トランプが合衆国憲法を改定しない限り、第二期の4年間しか君臨することはできない。失うものがないので、自分がやると宣言したことは形だけでもやっているふりをすることが予測される。
アメリカファーストの姿勢が揺らぐことはないだろう。基本的には、大きな支出をできる限りなくし、収益を増やすことだけに注力するだろう。
移民問題:
問題は存在しない
違法移民問題は、共和党も原則として存在しないと認識していると思われる。黒人もヒスパニックも、農業や建築などの肉体労働に就きたいとは思っていない。そもそも雇用者側に賃金を安く抑えるニーズがあるから違法移民なしでは人手不足になるからだ。そのため、アメリカはこれまで党に限らず違法移民の就労を容認してきた。急に違法移民がいなくなると、食糧生産や住宅の建築、道路工事などのコストが急速に嵩み、景気に影響する。特に現時点では非常に危険だ。
さらに、トランプ氏は第一期目の4年間で国境の壁の2%しか建設しておらず、全く壁の効力は発揮されていない。メキシコがその費用を負担すると公言しているが、1セントも負担されていない。

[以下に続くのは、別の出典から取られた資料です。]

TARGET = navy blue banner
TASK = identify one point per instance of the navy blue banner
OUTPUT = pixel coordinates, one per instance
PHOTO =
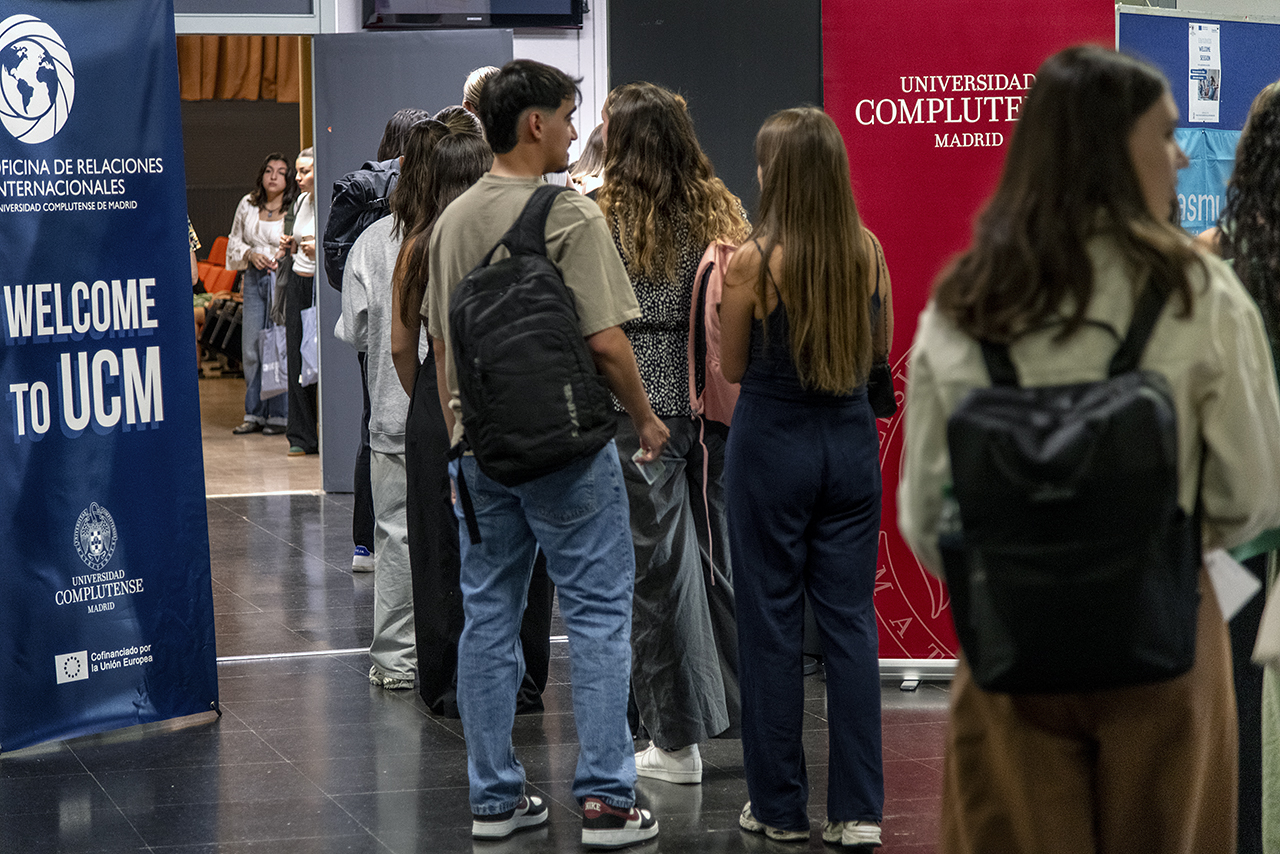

違法移民の問題点も根拠のない嘘だらけで、共和党員にさえ批判されている。
壁の建築には多大な費用がかかるし、違法移民の強制送還はさらに大きな費用がかかる。公約を守っているように見せるため、壁の建築も強制送還も形だけは進んでいるように見せかけるだろうが、経済にマイナスなのは明らかで、自分が握りつぶしたバイデン政権が通そうとした移民の法案を通して、自分の成果であるように見せかけてあとは何もしないと推測される。
最終的には
違法移民にはある程度の圧力がかかるだろうが、アメリカファーストを考えると完全にいなくなることは考え難い。